I’m also very interested in this. I gave your protocol a try with my data, trying several different options:

  • Removing all sequences present in any negative control / all negative controls / something in between
  • Removing all sequences whose relative abundance wasn’t at least twice in samples vs neg controls

I tried both the precluster stage and after chimera removal but didn’t yet directly compare these (should I expect any difference other than perhaps processing time?).

At a quick glance this seems at least much better than screening at the OTU level which I tried previously (and which was very obviously far too aggressive). And it seems (again at very first glance) it’s fairly robust in the sense that the different options above probably generated fairly equal results. But I need to look a bit more carefully to confirm this.

With best regards, Mikael

I have now had a closer look at the contamination screening trial and I’m still pretty happy with it.

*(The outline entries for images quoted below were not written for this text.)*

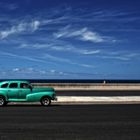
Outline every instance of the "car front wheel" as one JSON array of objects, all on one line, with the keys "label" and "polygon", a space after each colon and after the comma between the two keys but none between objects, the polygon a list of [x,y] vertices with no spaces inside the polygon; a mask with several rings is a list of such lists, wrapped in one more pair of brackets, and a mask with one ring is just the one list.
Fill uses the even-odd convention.
[{"label": "car front wheel", "polygon": [[6,101],[4,97],[0,96],[0,106],[4,106],[6,104]]},{"label": "car front wheel", "polygon": [[43,97],[40,102],[43,106],[49,106],[51,104],[51,99],[49,97]]}]

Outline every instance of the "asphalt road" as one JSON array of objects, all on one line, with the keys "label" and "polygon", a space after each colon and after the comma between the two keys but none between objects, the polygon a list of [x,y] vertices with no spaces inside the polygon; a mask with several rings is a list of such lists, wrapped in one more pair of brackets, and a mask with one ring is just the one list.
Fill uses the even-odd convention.
[{"label": "asphalt road", "polygon": [[68,90],[68,91],[56,91],[58,96],[140,96],[140,91],[95,91],[95,90]]},{"label": "asphalt road", "polygon": [[0,140],[140,140],[140,105],[8,105]]}]

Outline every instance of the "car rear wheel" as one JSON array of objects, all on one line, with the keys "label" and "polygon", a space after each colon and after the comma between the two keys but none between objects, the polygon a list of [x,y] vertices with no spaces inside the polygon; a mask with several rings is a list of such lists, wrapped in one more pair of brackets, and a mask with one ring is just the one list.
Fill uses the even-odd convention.
[{"label": "car rear wheel", "polygon": [[6,101],[4,97],[0,96],[0,106],[4,106],[6,104]]},{"label": "car rear wheel", "polygon": [[40,102],[43,106],[49,106],[51,104],[51,99],[49,97],[43,97]]}]

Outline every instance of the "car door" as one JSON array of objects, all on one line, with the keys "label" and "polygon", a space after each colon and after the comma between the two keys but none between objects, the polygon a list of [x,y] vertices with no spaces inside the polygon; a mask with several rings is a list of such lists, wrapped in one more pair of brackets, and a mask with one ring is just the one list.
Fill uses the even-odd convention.
[{"label": "car door", "polygon": [[9,99],[18,99],[18,93],[19,93],[19,88],[18,88],[18,83],[10,83],[8,90],[7,90],[7,95]]},{"label": "car door", "polygon": [[20,83],[20,90],[19,90],[19,99],[26,99],[26,96],[31,93],[31,89],[29,84],[27,83]]}]

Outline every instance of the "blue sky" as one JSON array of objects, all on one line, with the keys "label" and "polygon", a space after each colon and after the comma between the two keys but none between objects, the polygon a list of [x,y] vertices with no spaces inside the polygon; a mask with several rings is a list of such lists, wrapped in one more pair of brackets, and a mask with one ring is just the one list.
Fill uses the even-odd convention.
[{"label": "blue sky", "polygon": [[140,79],[139,0],[1,0],[0,78]]}]

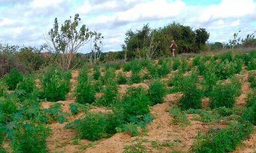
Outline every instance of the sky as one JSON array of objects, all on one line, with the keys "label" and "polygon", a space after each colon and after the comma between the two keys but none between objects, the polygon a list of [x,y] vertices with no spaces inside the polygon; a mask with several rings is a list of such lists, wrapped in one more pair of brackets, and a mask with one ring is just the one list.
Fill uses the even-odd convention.
[{"label": "sky", "polygon": [[[125,33],[173,22],[205,28],[209,42],[228,42],[256,30],[256,0],[0,0],[0,44],[39,48],[53,27],[78,13],[79,26],[101,33],[102,51],[121,50]],[[178,40],[177,40],[178,41]],[[80,52],[91,50],[90,43]]]}]

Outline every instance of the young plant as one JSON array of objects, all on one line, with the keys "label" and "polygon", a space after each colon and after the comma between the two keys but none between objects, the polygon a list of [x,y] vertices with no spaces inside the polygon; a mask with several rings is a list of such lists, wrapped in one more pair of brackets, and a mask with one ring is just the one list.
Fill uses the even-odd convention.
[{"label": "young plant", "polygon": [[23,75],[16,68],[12,68],[10,71],[6,83],[9,90],[16,89],[17,84],[23,80]]},{"label": "young plant", "polygon": [[157,80],[151,83],[147,92],[150,100],[155,105],[163,102],[163,97],[166,94],[166,88],[164,84]]},{"label": "young plant", "polygon": [[15,152],[48,152],[46,139],[51,129],[44,124],[26,122],[14,128],[11,146]]}]

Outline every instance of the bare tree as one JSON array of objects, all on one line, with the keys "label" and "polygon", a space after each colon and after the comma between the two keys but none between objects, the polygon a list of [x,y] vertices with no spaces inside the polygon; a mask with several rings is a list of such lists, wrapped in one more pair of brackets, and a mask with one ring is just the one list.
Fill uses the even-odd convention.
[{"label": "bare tree", "polygon": [[70,69],[73,56],[88,42],[91,34],[85,24],[77,30],[80,20],[79,14],[76,14],[74,21],[71,21],[70,17],[63,24],[61,24],[59,30],[58,20],[55,18],[53,28],[45,37],[47,43],[44,48],[59,55],[59,59],[57,61],[63,69]]}]

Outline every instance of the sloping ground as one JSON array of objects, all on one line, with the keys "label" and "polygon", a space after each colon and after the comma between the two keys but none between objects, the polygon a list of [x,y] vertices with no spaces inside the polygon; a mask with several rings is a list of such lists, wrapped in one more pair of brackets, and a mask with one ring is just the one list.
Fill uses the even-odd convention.
[{"label": "sloping ground", "polygon": [[[74,79],[75,76],[73,76],[76,74],[72,75],[72,79],[74,79],[72,81],[73,83],[76,83]],[[248,73],[239,75],[239,76],[241,76],[242,79],[242,93],[237,98],[235,105],[244,106],[246,104],[244,98],[246,98],[248,92],[251,91],[251,89],[247,81]],[[146,89],[148,88],[147,84],[143,83],[134,84],[132,86],[137,87],[139,85],[142,85]],[[125,93],[127,88],[130,86],[131,86],[127,85],[120,85],[119,91],[121,94]],[[72,89],[73,90],[74,88]],[[125,146],[131,145],[133,143],[132,141],[136,138],[141,138],[150,141],[148,143],[143,144],[146,146],[148,152],[169,152],[172,150],[187,152],[192,145],[193,141],[195,140],[199,131],[206,131],[212,126],[215,128],[222,128],[226,125],[227,122],[225,121],[221,121],[219,123],[205,123],[193,120],[193,116],[197,115],[195,114],[187,115],[187,117],[190,121],[190,124],[188,125],[183,126],[179,124],[170,124],[170,122],[173,117],[169,115],[168,111],[180,96],[180,93],[168,94],[164,98],[163,103],[151,107],[151,113],[154,117],[154,119],[153,122],[148,124],[146,134],[140,136],[132,137],[127,133],[122,132],[117,133],[110,138],[95,142],[86,140],[78,140],[75,139],[75,132],[71,130],[65,129],[63,128],[68,122],[63,124],[58,123],[52,124],[50,126],[53,130],[52,136],[48,139],[47,144],[49,150],[51,152],[122,152],[124,151]],[[208,99],[203,99],[205,105],[207,105],[208,100]],[[58,103],[63,104],[62,107],[63,111],[70,113],[69,104],[74,103],[74,100],[68,99],[67,101]],[[42,107],[48,108],[50,105],[51,103],[44,102],[42,103]],[[103,108],[94,108],[90,111],[94,113],[100,111],[105,113],[110,111]],[[76,116],[71,115],[69,121],[72,121],[84,115],[84,114],[81,113]],[[153,145],[151,142],[155,142],[155,144]],[[133,144],[134,143],[136,142],[133,142]],[[164,145],[163,144],[167,145]],[[247,140],[244,141],[244,144],[243,146],[239,147],[232,152],[255,151],[256,134],[250,136]]]}]

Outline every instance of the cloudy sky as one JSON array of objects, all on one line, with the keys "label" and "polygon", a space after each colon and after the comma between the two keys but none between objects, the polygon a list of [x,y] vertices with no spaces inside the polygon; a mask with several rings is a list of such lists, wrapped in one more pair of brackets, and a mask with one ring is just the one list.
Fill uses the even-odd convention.
[{"label": "cloudy sky", "polygon": [[210,42],[256,30],[256,0],[0,0],[0,43],[39,48],[55,17],[61,24],[76,13],[80,25],[102,34],[103,52],[121,50],[125,32],[147,23],[152,28],[174,21],[205,28]]}]

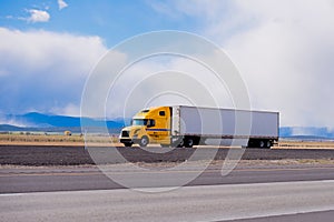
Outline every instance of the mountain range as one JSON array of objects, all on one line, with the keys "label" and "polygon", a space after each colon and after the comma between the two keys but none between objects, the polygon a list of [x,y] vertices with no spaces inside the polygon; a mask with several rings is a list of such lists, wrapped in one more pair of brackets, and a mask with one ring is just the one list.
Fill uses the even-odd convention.
[{"label": "mountain range", "polygon": [[[81,121],[85,127],[100,128],[107,125],[109,132],[119,132],[124,128],[122,119],[101,120],[92,118],[67,117],[29,112],[26,114],[7,114],[0,118],[0,131],[43,131],[43,132],[81,132]],[[90,130],[91,131],[91,130]]]},{"label": "mountain range", "polygon": [[[26,114],[0,115],[0,132],[9,131],[42,131],[42,132],[81,132],[81,121],[85,125],[99,129],[107,125],[109,132],[118,133],[129,120],[122,118],[112,120],[101,120],[80,117],[53,115],[38,112]],[[328,128],[315,127],[282,127],[279,128],[279,138],[295,139],[334,139],[334,130]]]}]

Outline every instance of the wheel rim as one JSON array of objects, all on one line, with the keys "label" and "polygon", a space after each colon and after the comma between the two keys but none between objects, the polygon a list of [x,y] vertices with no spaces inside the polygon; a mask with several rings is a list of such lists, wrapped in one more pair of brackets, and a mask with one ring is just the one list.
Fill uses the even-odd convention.
[{"label": "wheel rim", "polygon": [[140,144],[146,147],[148,144],[148,139],[146,137],[141,138]]},{"label": "wheel rim", "polygon": [[188,139],[188,147],[193,147],[193,144],[194,144],[194,141],[193,141],[193,139]]},{"label": "wheel rim", "polygon": [[261,148],[264,147],[264,141],[259,141],[259,147],[261,147]]}]

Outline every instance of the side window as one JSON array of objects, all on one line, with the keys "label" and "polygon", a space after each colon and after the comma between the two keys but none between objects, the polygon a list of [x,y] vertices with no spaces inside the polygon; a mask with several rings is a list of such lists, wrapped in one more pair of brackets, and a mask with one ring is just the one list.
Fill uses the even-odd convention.
[{"label": "side window", "polygon": [[148,120],[147,127],[151,128],[156,125],[156,121],[155,120]]}]

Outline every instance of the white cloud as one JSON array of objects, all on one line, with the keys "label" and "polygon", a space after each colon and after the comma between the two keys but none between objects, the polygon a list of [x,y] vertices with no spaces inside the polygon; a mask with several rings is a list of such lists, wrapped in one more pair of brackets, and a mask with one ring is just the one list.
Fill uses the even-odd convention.
[{"label": "white cloud", "polygon": [[59,7],[59,10],[68,7],[68,4],[63,1],[63,0],[58,0],[58,7]]},{"label": "white cloud", "polygon": [[48,22],[50,20],[50,14],[47,11],[30,9],[28,10],[30,17],[27,18],[28,22]]},{"label": "white cloud", "polygon": [[334,3],[331,0],[175,1],[239,68],[254,109],[283,125],[334,125]]},{"label": "white cloud", "polygon": [[0,112],[78,115],[89,71],[107,51],[99,37],[0,28]]}]

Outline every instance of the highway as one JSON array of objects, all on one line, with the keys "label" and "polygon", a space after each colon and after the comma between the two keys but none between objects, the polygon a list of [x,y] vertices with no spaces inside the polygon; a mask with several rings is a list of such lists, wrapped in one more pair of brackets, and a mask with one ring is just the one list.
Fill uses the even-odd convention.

Removing sequences present in the negative controls at the precluster or chimera phase deletes roughly ~50% of data in my very-low-biomass samples, including obvious reagent contaminants (such as thermophilic bacteria which should not be there) and of course probably also some real sample microbes. Most of my high-biomass samples are not much affected.

Obviously there will be false negatives due to low-level crosscontamination or the same species really existing in the samples and the controls (based on 16S qPCR, I expected something like 25% to be contamination).

But can you think of any reason why this could still allow false positives?

I tried both precluster stage and after removing chimeras and very rare sequences. In my case, it seems better to do this AFTER chimera removal. If I do it before chimera removal, I end up with a number of OTUs which can’t be classified at the phylum level, so I guess more chimeras remain undetected.

I compared deleting everything present in any negative control (maybe a bit too strict) and deleting everything EXCEPT if at least twice as abundant in the samples than in the controls (in relative terms). These produced pretty similar results. I also tried deleting only those sequences which are present in ALL negative controls, but this is too relaxed (still left almost 50% of negative control data intact).